EDGAR SOLENE | O caso Amanda Rosa | capítulo 5
*
Clemente saiu da cozinha equilibrando uma caneca grande de chá de erva cidreira com leite. A bebida estava quente, pelando, do jeito que o ancião gosta. Na TV o noticiário local informa sobre as condições do tempo para o dia e o restante da semana. O ex escrivão sorveu um belo gole do chá e o sabor o fez voltar na época em que exercia sua tarefa sempre com primazia. Clemente era o melhor, o mais safo e também o mais inteligente. Quantas foram as vezes em que, investigadores recorreram a ele buscando auxílio.
- Já pensou em mudar de função? – perguntou um policial na época.
- Claro que já, mas penso eu que, se eu for para as ruas, vocês irão perder um bom escrivão que sou. Deixe-me agindo no bastidores, será melhor.
Ele tinha razão. Mesmo sentado diante de uma máquina de escrever dentro de um departamento policial Clemente ajudou a solucionar crimes a níveis de complexidade absurdas. O bicho era fera.
Agora o âncora do noticiário passou a relatar sobre o caso Amanda Rosa tirando o velho escrivão de seu passado glorioso.
- O caso que chocou o pais segue sem culpado. A polícia ainda não conseguiu localizar o paradeiro do assassino de Amanda Rosa.
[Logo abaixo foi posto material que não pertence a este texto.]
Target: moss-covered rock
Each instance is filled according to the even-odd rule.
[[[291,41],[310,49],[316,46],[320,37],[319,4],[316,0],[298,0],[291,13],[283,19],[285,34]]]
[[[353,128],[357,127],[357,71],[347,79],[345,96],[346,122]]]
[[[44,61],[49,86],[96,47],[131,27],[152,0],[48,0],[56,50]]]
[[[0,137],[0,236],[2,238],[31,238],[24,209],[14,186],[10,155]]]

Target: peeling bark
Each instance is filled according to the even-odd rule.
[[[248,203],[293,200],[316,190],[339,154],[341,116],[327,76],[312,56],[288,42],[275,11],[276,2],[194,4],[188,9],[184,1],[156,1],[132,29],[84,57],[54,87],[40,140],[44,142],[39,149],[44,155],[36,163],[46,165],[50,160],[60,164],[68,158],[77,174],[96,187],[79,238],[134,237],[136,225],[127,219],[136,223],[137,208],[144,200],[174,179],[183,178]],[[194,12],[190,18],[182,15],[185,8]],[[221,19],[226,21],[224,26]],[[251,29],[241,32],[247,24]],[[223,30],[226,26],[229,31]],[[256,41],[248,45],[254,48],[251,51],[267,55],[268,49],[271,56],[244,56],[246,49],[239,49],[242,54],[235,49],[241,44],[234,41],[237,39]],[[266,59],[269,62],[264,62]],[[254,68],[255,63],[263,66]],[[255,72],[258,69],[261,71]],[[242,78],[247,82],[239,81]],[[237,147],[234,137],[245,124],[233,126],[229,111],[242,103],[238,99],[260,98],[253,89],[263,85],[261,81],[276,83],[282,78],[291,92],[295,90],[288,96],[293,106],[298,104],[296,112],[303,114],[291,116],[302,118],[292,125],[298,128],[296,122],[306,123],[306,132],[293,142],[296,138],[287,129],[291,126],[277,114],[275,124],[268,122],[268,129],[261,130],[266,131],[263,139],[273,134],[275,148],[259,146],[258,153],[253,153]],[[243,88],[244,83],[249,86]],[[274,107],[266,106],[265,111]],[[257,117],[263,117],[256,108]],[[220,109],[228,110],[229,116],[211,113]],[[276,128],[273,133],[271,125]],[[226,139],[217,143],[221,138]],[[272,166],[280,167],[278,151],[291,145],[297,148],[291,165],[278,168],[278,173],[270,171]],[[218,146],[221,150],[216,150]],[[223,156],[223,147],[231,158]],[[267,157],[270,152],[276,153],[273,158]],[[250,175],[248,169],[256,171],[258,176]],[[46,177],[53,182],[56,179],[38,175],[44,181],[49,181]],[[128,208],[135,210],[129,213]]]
Nós conversamos com o policial responsável pelo caso, vamos ver um trecho.
Ao ver o amigo totalmente sem graça na frente das câmeras, Clemente não conseguiu conter a risada.
- Essa não vou deixar passar. – tomou mais chá.
- Investigador Edgar o que podemos esperar da polícia nas próximas horas?
- Trabalho! É o que temos feito desde quando tudo começou. É um caso difícil, não é fácil pegar um criminoso numa cidade gigante como está, mas asseguro que dentro de muito em breve teremos esse caso finalizado.
- Muito bom, meu garoto. Se saiu muito bem. – Clemente aplaudiu.
Ao terminar de falar ouviu-se uma buzina conhecida.
- Falando no diabo...
*
Falar com Clemente era quase que uma necessidade básica. Vou além disso. Conversar com ele me deixava desperto, em alerta, o velho recarregava minhas baterias e me fazia crer que eu poderia me doar sempre um pouco mais.
- Acabei de assistir sua entrevista na TV. Ficou uma merda. – disse abrindo o portão.
- Ah, não diga. – eu não estava acreditando muito, por isso precisei parar e olhar nos olhos dele. – está falando sério?
- Claro que estou. Vamos entrando.
A desordem. O mal cheiro e a pouca luminosidade dentro daquela casa era algo marcante, porém nunca me incomodaram. Talvez porque o que eu sentia por ele me fazia passar por cima de coisas tipo essas. Mais do que falta de organização e limpeza é o que sentimos pelo nosso semelhante. Pensei ao me jogar na cadeira.
- Pretende ir ao sepultamento?- pegou a leiteira.
- Sim!
- Fique em constante vigilância. O assassino sempre volta para ver com os próprios olhos os momentos finais de sua obra.
- Você acha que ele vai estar lá hoje? Eu acho que não.
Clemente era do tipo de pessoa que usava o silêncio a seu favor, era uma forma de se poupar ou talvez fazer com que a pessoa pense um pouco mais no que falou. Foi o que fiz. Meditei por um estante e em seguida ele completou.
- Um lema bastante antigo no meio policial, mas que funciona perfeitamente é “ver é melhor do que não ver" entendeu?
Eu tive que acatar.
- Sim!
- Quem matou essa garota tem sua autoconfiança nas alturas e também tem a certeza da impunidade. Normalmente os mais providos pensam assim, por terem mais condições que os outros se acham os bambambãs.
Ele estava mais do que certo.
- Por isso, meu filho, faça o que tem que fazer.
O clima estava começando a nos deixar pra baixo, por isso resolvi brincar com meu amigo.
- Estou precisando de um parceiro.
- Ah, não mesmo. Se você ainda fosse uma morena linda com um traseiro grande...
Rimos juntos. Rir faz muito bem. É um remédio que não se encontra facilmente por ai. Depois de tomar o café fraco de meu ancião preferido fui pra casa me preparar para o que viria a seguir.